Many will overanalyze the level of centralization about how the asset files are hosted and retrieved, but they are missing the point. The decentralized and open source building blocks will come together as more projects lead, experiment, and develop best practices. Many projects are experimenting with the best patterns for storing large files on IPFS, Arweave, etc. and then linking to them via the immutable metadata on the blockchain.

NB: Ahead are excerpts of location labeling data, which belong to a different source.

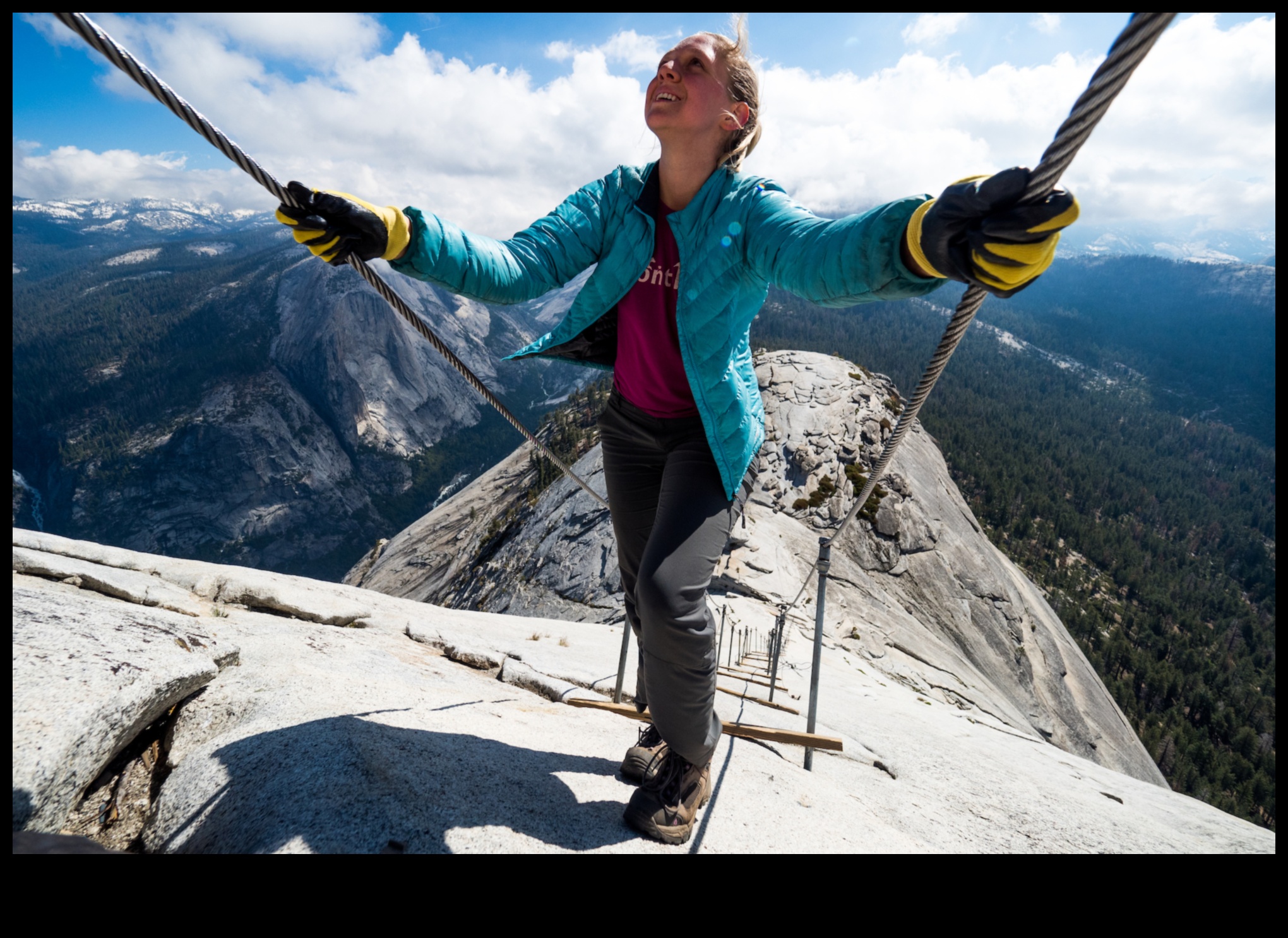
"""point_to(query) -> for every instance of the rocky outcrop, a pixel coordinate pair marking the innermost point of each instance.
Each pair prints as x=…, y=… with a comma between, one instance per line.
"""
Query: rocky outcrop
x=304, y=450
x=85, y=682
x=919, y=591
x=405, y=727
x=373, y=381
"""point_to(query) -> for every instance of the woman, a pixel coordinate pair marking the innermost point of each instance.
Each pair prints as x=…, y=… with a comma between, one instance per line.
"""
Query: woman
x=686, y=251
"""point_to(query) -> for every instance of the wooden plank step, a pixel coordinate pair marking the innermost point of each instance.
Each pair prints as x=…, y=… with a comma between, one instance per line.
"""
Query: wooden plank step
x=749, y=732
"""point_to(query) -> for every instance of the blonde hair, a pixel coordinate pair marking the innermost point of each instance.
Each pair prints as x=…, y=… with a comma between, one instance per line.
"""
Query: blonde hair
x=744, y=88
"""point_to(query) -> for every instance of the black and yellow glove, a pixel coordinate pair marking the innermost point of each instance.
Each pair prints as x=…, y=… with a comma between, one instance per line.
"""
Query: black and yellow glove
x=335, y=225
x=977, y=232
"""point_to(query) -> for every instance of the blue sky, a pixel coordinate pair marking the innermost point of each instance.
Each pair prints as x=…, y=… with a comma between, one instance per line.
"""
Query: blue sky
x=914, y=81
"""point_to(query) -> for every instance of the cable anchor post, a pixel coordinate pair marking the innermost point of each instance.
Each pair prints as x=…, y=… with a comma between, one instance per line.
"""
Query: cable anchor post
x=621, y=662
x=724, y=611
x=778, y=646
x=823, y=565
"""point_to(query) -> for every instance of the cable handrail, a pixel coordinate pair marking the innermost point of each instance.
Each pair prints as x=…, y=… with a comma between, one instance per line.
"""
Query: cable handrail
x=119, y=56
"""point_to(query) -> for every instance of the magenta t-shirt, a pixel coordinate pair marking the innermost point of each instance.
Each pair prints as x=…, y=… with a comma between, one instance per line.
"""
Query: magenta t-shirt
x=650, y=371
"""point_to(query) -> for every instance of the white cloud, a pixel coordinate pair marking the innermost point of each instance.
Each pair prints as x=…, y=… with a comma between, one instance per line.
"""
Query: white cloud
x=1046, y=23
x=1193, y=137
x=930, y=28
x=122, y=174
x=638, y=53
x=53, y=32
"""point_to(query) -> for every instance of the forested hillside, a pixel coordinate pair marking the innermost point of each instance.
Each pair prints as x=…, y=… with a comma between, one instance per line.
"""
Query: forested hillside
x=1152, y=534
x=184, y=384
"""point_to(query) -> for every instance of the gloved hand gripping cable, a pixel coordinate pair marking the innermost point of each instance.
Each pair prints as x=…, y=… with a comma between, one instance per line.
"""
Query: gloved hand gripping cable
x=298, y=199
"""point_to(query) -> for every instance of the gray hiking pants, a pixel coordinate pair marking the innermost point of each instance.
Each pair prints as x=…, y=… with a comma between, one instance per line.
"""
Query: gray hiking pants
x=671, y=519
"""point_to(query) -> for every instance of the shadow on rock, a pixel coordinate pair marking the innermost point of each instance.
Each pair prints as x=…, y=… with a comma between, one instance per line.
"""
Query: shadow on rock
x=349, y=785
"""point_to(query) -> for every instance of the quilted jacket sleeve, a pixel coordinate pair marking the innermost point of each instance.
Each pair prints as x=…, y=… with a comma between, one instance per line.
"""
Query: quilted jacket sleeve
x=540, y=258
x=833, y=263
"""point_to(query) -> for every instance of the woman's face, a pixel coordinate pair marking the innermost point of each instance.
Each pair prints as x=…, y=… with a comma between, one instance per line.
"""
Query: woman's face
x=688, y=96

The token proving ownership is the most important property to decentralize.
Avatar state and upgrades
There are a lot of tradeoffs between upgradability and immutability, and it requires social consensus on how to put the pieces together well. The methods to encode a stateful, upgradable 3D Avatar on an immutable blockchain is a largely unsolved problem that will develop over the next several years.

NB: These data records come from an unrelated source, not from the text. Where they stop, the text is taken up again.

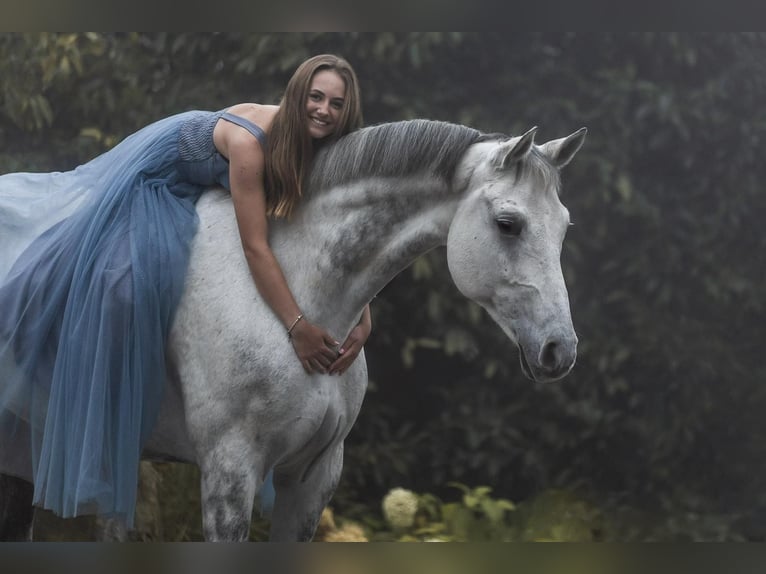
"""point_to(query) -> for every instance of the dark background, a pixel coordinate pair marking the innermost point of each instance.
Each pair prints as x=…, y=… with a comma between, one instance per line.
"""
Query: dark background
x=661, y=424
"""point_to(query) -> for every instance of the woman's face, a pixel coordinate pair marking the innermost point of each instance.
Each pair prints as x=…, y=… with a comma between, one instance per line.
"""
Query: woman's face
x=327, y=96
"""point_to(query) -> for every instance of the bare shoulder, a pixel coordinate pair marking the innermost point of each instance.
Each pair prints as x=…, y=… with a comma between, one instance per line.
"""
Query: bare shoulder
x=261, y=115
x=232, y=140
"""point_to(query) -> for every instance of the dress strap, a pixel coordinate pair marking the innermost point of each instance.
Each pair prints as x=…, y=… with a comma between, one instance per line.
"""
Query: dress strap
x=257, y=131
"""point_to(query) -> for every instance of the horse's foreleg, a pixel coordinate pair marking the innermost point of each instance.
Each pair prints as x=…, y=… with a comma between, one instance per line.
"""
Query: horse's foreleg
x=16, y=510
x=300, y=502
x=228, y=485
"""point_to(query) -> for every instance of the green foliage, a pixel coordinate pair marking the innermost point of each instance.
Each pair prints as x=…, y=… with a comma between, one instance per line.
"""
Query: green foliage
x=664, y=262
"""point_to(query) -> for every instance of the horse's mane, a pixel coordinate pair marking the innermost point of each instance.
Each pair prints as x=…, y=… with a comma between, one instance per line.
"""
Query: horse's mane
x=392, y=150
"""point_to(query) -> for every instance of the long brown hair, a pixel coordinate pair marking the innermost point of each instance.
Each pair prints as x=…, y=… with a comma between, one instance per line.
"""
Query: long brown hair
x=290, y=147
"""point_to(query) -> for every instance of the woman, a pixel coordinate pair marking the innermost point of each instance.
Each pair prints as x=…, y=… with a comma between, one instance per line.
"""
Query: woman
x=92, y=264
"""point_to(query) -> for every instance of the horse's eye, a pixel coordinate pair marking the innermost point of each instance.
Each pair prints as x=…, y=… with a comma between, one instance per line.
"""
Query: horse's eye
x=509, y=225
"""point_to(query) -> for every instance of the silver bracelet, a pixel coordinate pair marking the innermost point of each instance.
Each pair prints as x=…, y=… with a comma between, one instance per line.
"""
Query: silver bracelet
x=290, y=330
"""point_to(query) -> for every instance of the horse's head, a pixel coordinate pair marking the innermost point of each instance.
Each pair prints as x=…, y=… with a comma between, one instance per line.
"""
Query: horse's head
x=504, y=246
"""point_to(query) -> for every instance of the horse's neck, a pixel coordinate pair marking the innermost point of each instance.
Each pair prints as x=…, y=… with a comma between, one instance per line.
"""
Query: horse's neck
x=346, y=244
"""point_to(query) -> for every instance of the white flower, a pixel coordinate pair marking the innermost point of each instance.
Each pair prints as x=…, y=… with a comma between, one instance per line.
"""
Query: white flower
x=399, y=507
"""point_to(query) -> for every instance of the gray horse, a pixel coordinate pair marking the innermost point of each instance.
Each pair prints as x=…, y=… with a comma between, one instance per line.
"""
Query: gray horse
x=238, y=402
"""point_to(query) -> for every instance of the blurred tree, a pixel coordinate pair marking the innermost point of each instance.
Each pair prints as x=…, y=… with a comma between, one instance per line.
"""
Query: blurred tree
x=664, y=263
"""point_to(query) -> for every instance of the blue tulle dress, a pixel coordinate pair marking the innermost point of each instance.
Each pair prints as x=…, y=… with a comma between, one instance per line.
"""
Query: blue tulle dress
x=92, y=266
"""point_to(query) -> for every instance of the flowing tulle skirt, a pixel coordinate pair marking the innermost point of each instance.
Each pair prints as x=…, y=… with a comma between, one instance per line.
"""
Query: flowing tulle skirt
x=92, y=263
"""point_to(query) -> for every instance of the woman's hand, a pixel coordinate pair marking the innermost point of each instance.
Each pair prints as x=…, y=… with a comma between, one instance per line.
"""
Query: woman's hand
x=315, y=348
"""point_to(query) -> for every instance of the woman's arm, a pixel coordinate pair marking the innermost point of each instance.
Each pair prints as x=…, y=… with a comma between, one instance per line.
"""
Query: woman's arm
x=353, y=344
x=314, y=347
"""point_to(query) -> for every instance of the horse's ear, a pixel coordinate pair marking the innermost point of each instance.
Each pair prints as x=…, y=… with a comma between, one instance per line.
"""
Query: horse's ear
x=515, y=149
x=561, y=151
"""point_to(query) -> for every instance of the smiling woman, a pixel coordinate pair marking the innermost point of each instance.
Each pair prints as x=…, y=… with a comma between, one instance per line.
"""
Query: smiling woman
x=90, y=282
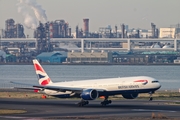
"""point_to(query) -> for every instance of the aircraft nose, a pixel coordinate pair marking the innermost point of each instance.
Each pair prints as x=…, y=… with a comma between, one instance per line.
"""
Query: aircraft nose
x=158, y=85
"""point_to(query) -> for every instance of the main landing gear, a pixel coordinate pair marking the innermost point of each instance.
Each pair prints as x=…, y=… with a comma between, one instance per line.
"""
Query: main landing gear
x=151, y=98
x=106, y=101
x=83, y=102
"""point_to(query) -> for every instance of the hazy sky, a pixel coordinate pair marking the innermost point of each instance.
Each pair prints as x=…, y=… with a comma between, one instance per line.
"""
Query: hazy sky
x=135, y=13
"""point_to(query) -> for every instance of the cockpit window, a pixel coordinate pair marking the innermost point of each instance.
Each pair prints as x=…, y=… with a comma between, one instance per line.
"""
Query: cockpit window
x=155, y=81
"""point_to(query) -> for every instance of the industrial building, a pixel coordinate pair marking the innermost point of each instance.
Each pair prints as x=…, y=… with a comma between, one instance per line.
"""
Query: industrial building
x=52, y=57
x=12, y=30
x=89, y=57
x=90, y=47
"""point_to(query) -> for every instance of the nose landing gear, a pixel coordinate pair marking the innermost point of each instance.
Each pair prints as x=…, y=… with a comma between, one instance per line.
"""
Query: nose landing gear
x=106, y=101
x=82, y=103
x=151, y=98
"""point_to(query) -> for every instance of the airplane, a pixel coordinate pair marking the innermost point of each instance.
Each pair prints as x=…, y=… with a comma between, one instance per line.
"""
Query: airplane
x=87, y=90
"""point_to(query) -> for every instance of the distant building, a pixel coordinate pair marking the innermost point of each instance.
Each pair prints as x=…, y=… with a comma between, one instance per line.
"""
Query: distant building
x=52, y=57
x=167, y=33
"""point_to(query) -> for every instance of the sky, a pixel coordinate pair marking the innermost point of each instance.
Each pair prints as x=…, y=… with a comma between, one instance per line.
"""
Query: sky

A proof of concept can be built quickly. Social consensus on the best design patterns take more time. Widespread adoption takes years.
Existing projects can upgrade to newer designs as they are discovered and popularized. Even CryptoPunks moved to a V2 contract after an exploit was discovered. Any project or community can upgrade any existing project using social consensus.
Projects that exist today will continue to evolve and become famous Avatars in the future. Perceived immutability will not be a limitation.
Big Tech Avatars
Most of Big Tech has figured out that Avatars are important and have at least some Avatar product available.
Meta has a Avatar SDK for Unity developers with Unreal Engine support launching in 2022. This may prove to be one of the most important API standards of the decade. No one should underestimate Meta. They have twice as many users as the most populous country on Earth. Whatever they build will be used by billions of people.
Apple created Memojis which allow customization of features like skin, hairstyle, head shape, and more. They look pretty good.
Microsoft has been iterating on Xbox Avatars since 2008. The Xbox brand is strong and they are well prepared for Avatars from a technology and product standpoint. They own more than a dozen independent gaming studios.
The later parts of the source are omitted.